Other instances include, China blocking the rare earth minerals exports to Japan in 2010 during a dispute over Senkaku islands in the East China Sea. It also includes trade coercive measures against the Philippines in 2012, Taiwan in 2016, South Korea in 2017 and Australia in 2020.
Such actions have made it imperative to rethink our supply chains, hence businesses today are aligning with geopolitics. Moreover, strategic blocks and groups have stated and restated their position on making the supply chain resilient, making its importance evident. For instance, QUAD members have actively boosted their commitment to work together to form resilient supply chains. The first commitment came at Tokyo foreign ministers meet in October 2020, and was further restated by heads of state in March and September 2021 meetings. They stated:
“We are mapping the supply chain of critical technologies and materials, including semiconductors, and affirm our positive commitment to resilient, diverse, and secure supply chains of critical technologies, recognising the importance of government support measures and policies that are transparent and market-oriented.”

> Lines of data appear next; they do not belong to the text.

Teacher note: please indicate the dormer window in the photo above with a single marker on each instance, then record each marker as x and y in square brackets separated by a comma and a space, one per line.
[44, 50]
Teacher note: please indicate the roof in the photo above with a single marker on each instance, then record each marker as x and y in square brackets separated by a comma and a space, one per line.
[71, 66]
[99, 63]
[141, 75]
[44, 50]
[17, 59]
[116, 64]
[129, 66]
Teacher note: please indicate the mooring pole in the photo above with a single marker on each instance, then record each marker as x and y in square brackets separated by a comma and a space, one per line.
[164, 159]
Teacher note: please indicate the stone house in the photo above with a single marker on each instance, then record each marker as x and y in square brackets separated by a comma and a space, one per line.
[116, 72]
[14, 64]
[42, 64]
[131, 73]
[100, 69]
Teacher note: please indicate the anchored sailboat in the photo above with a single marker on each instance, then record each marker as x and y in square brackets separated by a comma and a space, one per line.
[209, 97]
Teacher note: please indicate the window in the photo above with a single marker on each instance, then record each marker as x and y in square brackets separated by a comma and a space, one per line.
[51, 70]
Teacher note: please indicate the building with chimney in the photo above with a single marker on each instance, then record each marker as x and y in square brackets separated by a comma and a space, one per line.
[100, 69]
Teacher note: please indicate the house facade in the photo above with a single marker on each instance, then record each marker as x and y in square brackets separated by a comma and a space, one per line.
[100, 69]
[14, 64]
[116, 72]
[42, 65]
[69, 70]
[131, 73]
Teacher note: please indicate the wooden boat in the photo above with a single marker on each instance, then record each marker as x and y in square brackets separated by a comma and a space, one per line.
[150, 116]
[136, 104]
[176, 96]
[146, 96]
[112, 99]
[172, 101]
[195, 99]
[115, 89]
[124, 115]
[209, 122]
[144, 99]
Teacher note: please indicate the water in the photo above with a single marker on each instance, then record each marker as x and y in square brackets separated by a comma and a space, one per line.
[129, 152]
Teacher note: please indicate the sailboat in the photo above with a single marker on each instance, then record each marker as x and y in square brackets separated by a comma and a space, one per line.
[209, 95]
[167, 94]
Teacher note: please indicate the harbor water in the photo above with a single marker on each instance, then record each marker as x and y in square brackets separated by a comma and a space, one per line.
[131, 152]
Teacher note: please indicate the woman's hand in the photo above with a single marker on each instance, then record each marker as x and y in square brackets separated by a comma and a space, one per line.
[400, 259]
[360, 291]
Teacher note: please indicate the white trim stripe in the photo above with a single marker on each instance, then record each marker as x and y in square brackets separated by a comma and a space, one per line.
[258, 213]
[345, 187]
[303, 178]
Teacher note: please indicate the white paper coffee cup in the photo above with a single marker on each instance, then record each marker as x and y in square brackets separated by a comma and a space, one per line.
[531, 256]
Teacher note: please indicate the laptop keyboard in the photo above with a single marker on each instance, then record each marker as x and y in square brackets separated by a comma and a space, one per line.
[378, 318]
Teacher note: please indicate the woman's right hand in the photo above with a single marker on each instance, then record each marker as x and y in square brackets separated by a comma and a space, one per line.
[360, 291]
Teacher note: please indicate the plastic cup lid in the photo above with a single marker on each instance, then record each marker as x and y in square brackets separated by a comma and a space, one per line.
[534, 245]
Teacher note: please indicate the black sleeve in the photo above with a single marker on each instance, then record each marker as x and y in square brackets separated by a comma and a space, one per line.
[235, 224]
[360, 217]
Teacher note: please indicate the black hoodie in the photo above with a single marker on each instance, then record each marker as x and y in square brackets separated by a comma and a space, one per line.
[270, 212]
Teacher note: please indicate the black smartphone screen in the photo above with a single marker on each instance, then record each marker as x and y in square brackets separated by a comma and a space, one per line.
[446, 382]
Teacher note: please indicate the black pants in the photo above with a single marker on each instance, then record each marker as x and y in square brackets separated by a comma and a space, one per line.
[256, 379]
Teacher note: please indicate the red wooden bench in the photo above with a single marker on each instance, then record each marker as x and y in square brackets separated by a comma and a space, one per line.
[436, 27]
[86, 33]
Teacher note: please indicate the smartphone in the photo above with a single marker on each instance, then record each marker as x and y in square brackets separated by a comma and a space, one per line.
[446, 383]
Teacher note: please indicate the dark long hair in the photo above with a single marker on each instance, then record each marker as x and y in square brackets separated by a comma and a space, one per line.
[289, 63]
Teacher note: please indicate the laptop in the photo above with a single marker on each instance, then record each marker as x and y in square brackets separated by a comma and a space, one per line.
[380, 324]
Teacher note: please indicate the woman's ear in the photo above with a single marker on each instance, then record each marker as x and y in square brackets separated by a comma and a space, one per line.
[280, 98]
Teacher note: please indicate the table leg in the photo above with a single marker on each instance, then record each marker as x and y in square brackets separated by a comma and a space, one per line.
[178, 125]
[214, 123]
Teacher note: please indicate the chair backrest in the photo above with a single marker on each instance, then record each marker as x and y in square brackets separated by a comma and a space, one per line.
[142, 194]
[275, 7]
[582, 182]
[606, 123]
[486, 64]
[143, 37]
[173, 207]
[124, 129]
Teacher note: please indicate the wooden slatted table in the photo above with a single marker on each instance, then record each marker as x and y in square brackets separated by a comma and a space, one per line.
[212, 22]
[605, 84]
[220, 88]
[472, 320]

Moreover, the same was expressed by the trilateral agreement between India, Japan and Australia called Supply Chain Resilience Initiative (SCRI). It was proposed in September 2020 and amplified in April 2021. Similarly, G7 countries too, emphasized increasing supply chain resilience of particularly critical technologies and materials. Hence, these agreements and positions make
changing global supply chains evident. A coalition of like-minded economies can be seen with partnerships such as in QUAD, Indo-Pacific Economic Framework, G20, G7 and SCRI. Which are focusing on and expanding their scope to include the security of supply chains.